Mientras Heidegger no abandone esta posición (o sea su «metafísica»),
aunque hable de algo divino revelado a los hombres por la poesía (Hölderlin
y la esencia de la poesía), o de la verdad como «revelación» (Unverborgenkeit)
del ser al existente o «abertura» (Offenheit)
del existente al ser, repite las mismas cosas con palabras equívocas, que
quizá significan que se da cuenta de las dificultades insuperables de su
filosofía. Que ahora diga que el hombre es el «custodio» del Ser, no cambia
nada... si el ser sigue siendo la Nada; siempre permanece el absurdo
«centinela de la Nada». El último Heidegger causa la impresión de un
hombre que piensa en el vacío, que procede por leves indicaciones y
sugerencias, con un lenguaje que es un juego de palabras, que dice y no dice,
como si fuera una obscura profecía, una revelación, donde las «aberturas»

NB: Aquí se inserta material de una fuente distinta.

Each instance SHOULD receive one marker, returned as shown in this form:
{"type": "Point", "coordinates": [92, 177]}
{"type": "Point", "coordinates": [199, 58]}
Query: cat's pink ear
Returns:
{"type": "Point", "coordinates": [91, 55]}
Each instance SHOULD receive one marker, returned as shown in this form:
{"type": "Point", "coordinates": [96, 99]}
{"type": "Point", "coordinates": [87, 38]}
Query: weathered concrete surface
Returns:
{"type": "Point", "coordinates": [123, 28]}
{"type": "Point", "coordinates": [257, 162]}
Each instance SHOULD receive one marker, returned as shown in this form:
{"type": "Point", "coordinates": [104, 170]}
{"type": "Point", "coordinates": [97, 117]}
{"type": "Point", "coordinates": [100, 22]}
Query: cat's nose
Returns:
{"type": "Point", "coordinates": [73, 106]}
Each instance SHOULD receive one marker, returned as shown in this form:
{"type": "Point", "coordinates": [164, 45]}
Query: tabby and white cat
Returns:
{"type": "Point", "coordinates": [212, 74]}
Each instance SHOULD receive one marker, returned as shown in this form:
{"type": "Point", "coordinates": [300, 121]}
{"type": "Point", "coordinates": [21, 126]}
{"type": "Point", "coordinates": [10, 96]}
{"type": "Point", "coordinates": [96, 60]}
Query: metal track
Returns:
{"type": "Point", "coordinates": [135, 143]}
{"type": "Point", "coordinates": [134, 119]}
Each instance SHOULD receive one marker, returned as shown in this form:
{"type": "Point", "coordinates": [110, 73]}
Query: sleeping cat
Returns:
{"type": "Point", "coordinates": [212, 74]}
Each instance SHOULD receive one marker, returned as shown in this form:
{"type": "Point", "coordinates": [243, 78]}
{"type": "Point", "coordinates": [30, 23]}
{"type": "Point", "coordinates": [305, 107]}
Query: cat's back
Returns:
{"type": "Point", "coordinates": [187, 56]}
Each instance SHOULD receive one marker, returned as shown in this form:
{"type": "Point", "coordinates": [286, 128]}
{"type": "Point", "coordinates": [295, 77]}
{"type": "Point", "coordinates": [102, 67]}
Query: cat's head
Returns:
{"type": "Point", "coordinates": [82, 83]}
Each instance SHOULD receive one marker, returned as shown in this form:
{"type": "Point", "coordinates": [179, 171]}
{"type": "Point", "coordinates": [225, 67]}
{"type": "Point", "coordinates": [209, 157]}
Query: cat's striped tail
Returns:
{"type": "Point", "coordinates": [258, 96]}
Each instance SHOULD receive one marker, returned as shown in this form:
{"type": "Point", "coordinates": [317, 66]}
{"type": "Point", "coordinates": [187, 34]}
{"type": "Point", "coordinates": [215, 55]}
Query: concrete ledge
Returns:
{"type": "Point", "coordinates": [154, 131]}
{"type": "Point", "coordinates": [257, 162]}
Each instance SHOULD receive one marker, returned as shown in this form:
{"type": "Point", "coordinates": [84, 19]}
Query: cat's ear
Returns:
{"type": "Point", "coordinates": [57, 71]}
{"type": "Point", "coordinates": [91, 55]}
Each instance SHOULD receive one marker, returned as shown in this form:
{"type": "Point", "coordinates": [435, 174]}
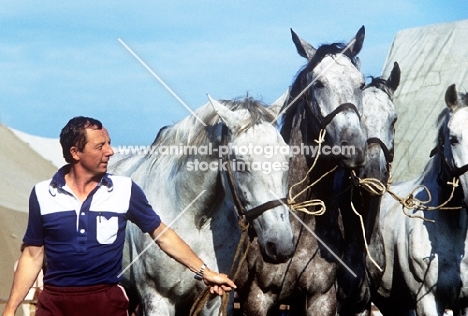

son también «cierres», las «revelaciones», «ocultamientos», etc. El
primer Heidegger quiso pensar y escribir la «filosofía de la Nada»; el más
reciente, decaído en la excavación artificiosa de la «palabra» (al punto
de hacerle perder toda significación en lugar de hacerle recobrar su
significado verdadero y genuino) y en el autocomentario (que es
autoexaltación del descubrimiento de que el ser del Ser es la Nada, casi
divinización de la Nada misma), parece que vaya escribiendo una «mística de
la Nada», totalmente «terrestre». También los dos volúmenes sobre
Nietzsche (1961), interpretación genial, es una confirmación de la
«destrucción» de la metafísica y no sólo de aquella «occidental»: no
hay metafísica occidental u oriental, hay la metafísica.